Es posible que su autora, Virginia Despentes, escritora francesa, antigua punk, antigua prostituta, antigua directora de película porno (sólo una: Fóllame), es posible digo, y sólo posible, que resulte demasiado directa, demasiado franca y batalladora para éstos tiempos nuestros. Es también posible que su lenguaje ofenda, o que sus conclusiones sean aún más ofensivas para hombres - pero sobre todo mujeres, ya veremos- asentados en esta nebulosa de revolución femenina que pudiera parecer tal pero que hace tiempo se reveló como lo que realmente es: el mismo discurso dominante de siempre pero maquillado en derechos, que hace de nosotros seres adormecidos, convencidos de haber conseguido todas las prebendas necesarias del primer mundo y encima no se me queje. Los mismos parias de la sociedad, sin género, pero complacidos de sentirse alguien por tener alguna protección y consumir sin tino. Sólo que si eres mujer el engaño es aún más sangrante, doble dominación.
Pasen, pasen y vean y luego hablamos…
Porque el ideal de la mujer blanca, seductora pero no puta, bien casada pero no a la sombra, que trabaja pero sin demasiado éxito para no aplastar a su hombre, delgada pero no obsesionada con la alimentación, que parece indefinidamente joven pero sin dejarse desfigurar por la cirugía estética, madre realizada pero no desbordada por los pañales y las tareas del colegio, buen ama de casa pero no sirvienta, cultivada pero menos que un hombre, esta mujer blanca feliz que nos ponen delante de los ojos, esa a la que deberíamos hacer el esfuerzo de parecernos, aparte del hecho de que parece romperse la crisma por poca cosa, nunca me la he encontrado en ninguna parte. Es posible incluso que no exista.

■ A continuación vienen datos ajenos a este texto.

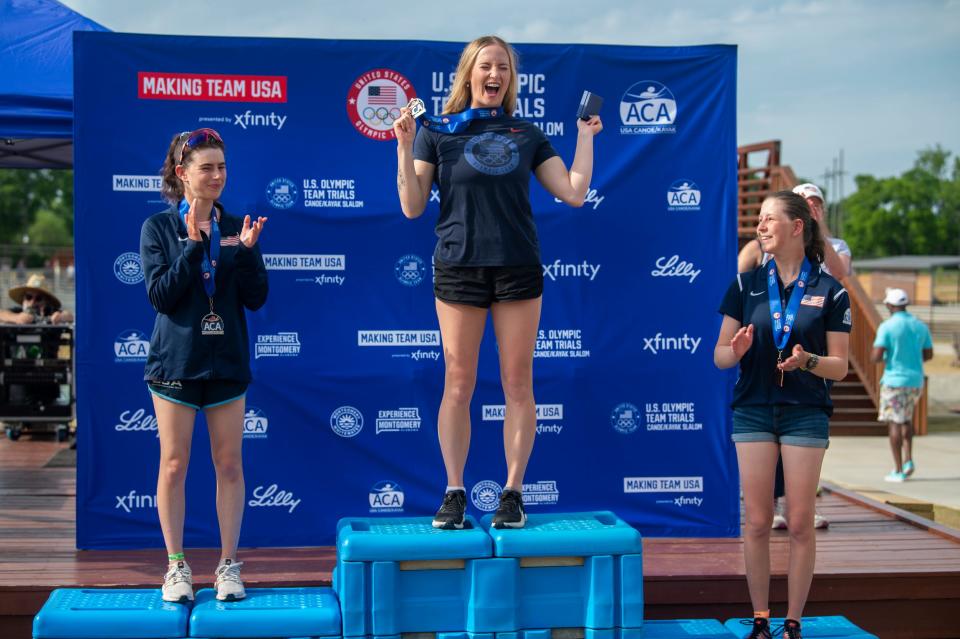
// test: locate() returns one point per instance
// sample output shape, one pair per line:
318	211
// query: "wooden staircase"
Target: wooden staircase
856	398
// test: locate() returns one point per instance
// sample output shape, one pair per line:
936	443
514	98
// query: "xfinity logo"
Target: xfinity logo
244	120
272	496
675	267
133	500
659	343
559	269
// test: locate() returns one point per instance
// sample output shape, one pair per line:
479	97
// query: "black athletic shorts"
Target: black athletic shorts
199	393
483	285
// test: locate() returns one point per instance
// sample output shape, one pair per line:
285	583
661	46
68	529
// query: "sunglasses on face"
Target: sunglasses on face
192	139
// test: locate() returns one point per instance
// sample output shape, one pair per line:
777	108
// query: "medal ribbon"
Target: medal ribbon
783	323
457	122
209	264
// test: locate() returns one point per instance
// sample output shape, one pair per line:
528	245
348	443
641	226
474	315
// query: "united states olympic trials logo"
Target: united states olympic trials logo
282	193
410	270
374	101
486	495
346	421
492	153
625	418
128	268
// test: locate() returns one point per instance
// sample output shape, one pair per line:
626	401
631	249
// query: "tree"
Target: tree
24	192
917	213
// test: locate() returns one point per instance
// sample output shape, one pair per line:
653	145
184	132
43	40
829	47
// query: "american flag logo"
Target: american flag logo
382	94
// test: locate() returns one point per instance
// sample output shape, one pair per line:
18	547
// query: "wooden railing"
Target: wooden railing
757	182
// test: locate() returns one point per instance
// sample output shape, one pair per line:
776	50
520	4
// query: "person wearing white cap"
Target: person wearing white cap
903	344
35	304
837	254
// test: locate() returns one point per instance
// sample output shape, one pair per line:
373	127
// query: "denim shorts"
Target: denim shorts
789	425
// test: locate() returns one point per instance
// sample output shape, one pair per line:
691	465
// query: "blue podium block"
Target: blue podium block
399	574
87	613
267	612
832	627
573	570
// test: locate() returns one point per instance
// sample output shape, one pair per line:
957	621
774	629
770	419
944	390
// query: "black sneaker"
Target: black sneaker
510	514
761	627
450	515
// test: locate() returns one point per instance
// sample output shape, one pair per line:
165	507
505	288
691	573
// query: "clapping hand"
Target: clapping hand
742	341
251	232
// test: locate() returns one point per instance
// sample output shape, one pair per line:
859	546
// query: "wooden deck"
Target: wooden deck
890	572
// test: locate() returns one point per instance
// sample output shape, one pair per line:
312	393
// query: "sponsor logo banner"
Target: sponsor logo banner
215	87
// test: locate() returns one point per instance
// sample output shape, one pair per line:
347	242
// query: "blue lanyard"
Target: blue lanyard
209	264
783	324
457	122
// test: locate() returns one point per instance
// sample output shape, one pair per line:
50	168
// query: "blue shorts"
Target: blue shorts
787	425
199	393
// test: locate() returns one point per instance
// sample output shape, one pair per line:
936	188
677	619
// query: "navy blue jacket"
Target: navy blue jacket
173	275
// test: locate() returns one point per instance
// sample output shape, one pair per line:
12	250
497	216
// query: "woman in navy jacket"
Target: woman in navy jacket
203	268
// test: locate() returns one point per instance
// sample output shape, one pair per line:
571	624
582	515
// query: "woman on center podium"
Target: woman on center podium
203	271
787	323
487	257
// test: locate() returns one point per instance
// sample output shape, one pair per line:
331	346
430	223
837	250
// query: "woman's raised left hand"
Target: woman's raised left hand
251	232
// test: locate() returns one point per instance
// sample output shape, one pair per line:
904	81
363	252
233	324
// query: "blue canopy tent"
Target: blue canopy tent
36	82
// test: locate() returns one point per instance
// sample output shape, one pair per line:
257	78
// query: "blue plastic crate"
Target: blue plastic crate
267	612
573	570
87	613
675	629
813	627
399	574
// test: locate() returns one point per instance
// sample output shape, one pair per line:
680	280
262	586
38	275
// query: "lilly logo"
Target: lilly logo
648	107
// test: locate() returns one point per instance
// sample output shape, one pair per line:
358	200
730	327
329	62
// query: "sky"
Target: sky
877	79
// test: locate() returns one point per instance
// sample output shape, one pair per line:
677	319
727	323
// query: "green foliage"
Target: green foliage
917	213
24	194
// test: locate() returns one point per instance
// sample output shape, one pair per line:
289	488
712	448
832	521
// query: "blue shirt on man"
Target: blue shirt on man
904	337
825	307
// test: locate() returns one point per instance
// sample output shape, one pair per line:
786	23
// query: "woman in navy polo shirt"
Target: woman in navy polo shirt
202	268
487	254
787	324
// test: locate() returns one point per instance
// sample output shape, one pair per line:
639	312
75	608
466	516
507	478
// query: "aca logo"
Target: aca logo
486	495
625	418
282	193
386	497
128	268
374	101
648	107
410	270
255	424
346	421
683	195
131	346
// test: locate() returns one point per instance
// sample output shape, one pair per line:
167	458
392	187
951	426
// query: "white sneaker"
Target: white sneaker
228	584
178	583
779	515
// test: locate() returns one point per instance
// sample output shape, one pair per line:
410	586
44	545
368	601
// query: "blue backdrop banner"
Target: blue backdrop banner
346	354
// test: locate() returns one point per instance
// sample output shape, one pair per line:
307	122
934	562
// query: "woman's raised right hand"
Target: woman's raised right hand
405	128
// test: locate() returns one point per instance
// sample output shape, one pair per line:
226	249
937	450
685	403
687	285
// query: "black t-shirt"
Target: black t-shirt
825	307
484	179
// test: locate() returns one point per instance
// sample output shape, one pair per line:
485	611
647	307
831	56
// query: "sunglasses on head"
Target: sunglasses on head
192	139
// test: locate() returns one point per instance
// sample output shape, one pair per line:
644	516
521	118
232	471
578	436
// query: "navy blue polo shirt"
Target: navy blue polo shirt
825	307
484	178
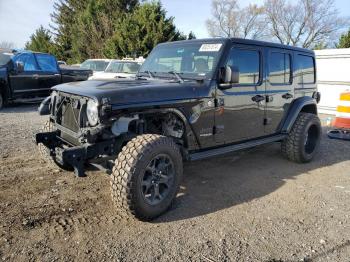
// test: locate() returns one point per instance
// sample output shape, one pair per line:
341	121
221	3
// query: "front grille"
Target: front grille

Después de unos años de buena, leal y sincera investigación he acabado llegando a esta conclusión: la feminidad, puta hipocresía. El arte de ser servil. Podemos llamarlo seducción y hacer de ello un asunto de glamour. En general se trata simplemente de acostumbrarse a comportarse como alguien inferior. Entrar en la habitación, mirar a ver si hay hombres, querer gustarles. No hablar demasiado alto. No expresarse en tono categórico. No sentarse con las piernas abiertas. No expresarse en un tono autoritario. No hablar de dinero., No querer tomar el poder. No querer ocupar un puesto de autoridad. No buscar el prestigio. No reírse demasiado fuerte. No ser demasiado graciosa. Gustar a los hombres es un arte complicado que exige que borremos todo aquello que tiene que ver con el dominio de la potencia. Charlar es femenino. Todo lo que no deja huella, que se vuelve a hacer cada día, que no lleva nombre. Las pequeñas cosas, las monadas. Pero beber: viril. Tener amigos: viril. Ganar mucha pasta: viril. Querer follar con mucha gente: viril. Responder con brutalidad a algo que te amenaza: viril. Hacer el payaso: viril. Llevar ropa práctica: viril. Todas las cosas divertidas son viriles, todo lo que te hace ganar terreno es viril.
¿Querer ser un hombre? No me interesa el pene, ni la barba, ni la testosterona, yo tengo todo el coraje y la agresividad que necesito. Pero claro que quiero todo lo que no puedo tener, quiero obtener más de lo que me prometieron al principio. No quiero que me cierren la boca. No quiero que me digan lo que tengo que hacer. No quiero que me abran la piel para hincharme los pechos. No quiero tener un cuerpo de adolescente al llegar a los 40. No quiero huir del conflicto para esconder mi fuerza y evitar perder mi feminidad.
Qué maravilloso es ser mujer: joven, delgada y con posibilidad de gustarle a los hombres. Si no, no hay nada maravilloso en ello. Es simplemente el doble de alienante.
Pero también escribo para los hombres que no tienen ganas de proteger, para los que querrían hacerlo pero no saben cómo, los que no saben pelearse, los que lloran con facilidad, los que no son ambiciosos, ni competitivos, los que no la tienen grande, ni son agresivos, los que tienen miedo, los que son tímidos, vulnerables, los que prefieren ocuparse de la casa que ir a trabajar, los que son delicados, calvos, demasiado pobres como para gustar, los que tienen ganas de que les den por el culo, los que no quieren que nadie cuente con ellos, los que tienen miedo por la noche cuando están solos.
Si algo hemos aprendido, deberíamos al menos, es a reconocer que casi todos -habrá quien se encuentre satisfecho con las cosas tal como son, no digo yo que no, aunque el discurso de ese tipo de personas me aburra hasta la saciedad- estamos ceñidos a un traje que nos provoca escoceduras. Pero el problema no somos nosotros, es el diseño y su (in)utilidad. Encima no nos sintamos culpables, vuelvo a decir yo.